Anti-TNF immunotherapy reduces CD8+ T cell–mediated antimicrobial activity against Mycobacterium tuberculosis in humans

Abstract

The incidence of tuberculosis is increased during treatment of autoimmune diseases with anti-TNF antibodies. This is a significant clinical complication, but also provides a unique model to study immune mechanisms in human tuberculosis. Given the key role for cell-mediated immunity in host defense against Mycobacterium tuberculosis, we hypothesized that anti-TNF treatment impairs T cell–directed antimicrobial activity. Anti-TNF therapy reduced the expression in lymphocytes of perforin and granulysin, 2 components of the T cell–mediated antimicrobial response to intracellular pathogens. Specifically, M. tuberculosis–reactive CD8⁺CCR7^–CD45RA⁺ effector memory T cells (T_EMRA cells) expressed the highest levels of granulysin, lysed M. tuberculosis, and infected macrophages and mediated an antimicrobial activity against intracellular M. tuberculosis.

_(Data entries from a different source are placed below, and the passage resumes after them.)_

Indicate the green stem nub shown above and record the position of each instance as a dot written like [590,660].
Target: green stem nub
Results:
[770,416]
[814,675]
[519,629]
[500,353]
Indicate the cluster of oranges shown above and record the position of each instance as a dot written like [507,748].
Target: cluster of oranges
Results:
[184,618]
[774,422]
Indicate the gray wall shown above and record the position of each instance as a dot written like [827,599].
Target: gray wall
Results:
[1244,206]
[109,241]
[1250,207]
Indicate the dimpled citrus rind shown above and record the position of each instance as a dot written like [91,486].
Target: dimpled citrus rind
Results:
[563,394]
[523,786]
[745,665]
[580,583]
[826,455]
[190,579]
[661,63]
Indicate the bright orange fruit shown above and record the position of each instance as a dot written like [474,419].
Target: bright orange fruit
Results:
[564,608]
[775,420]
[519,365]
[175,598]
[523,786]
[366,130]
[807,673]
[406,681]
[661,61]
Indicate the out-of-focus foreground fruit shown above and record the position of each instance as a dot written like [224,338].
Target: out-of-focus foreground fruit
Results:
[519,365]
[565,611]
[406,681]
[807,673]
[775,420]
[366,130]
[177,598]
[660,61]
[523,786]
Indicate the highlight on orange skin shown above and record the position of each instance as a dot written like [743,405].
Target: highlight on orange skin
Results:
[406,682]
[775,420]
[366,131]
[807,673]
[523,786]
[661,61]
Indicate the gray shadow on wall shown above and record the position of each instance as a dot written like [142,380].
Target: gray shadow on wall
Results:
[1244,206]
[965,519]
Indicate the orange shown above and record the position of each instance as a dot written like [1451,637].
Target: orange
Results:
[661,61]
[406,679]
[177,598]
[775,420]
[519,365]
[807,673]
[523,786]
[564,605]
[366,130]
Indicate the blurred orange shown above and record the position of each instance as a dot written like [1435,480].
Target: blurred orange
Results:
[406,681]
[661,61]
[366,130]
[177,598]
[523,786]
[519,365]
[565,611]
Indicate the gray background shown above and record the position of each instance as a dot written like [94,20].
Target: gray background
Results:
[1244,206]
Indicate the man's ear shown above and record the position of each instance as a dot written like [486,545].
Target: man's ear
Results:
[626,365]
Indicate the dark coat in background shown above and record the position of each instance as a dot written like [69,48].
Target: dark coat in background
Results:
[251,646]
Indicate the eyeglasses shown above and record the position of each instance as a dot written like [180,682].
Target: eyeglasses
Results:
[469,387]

Furthermore, T_EMRA cells expressed cell surface TNF and bound the anti-TNF therapeutic infliximab in vitro, making them susceptible to complement-mediated lysis. Immune therapy with anti-TNF was associated with reduced numbers of CD8⁺ T_EMRA cells and decreased antimicrobial activity against M. tuberculosis, which could be rescued by the addition of CD8⁺ T_EMRA cells. These results suggest that anti-TNF therapy triggers a reduction of CD8⁺ T_EMRA cells with antimicrobial activity against M. tuberculosis, providing insight into the mechanism whereby key effector T cell subsets contribute to host defense against tuberculosis.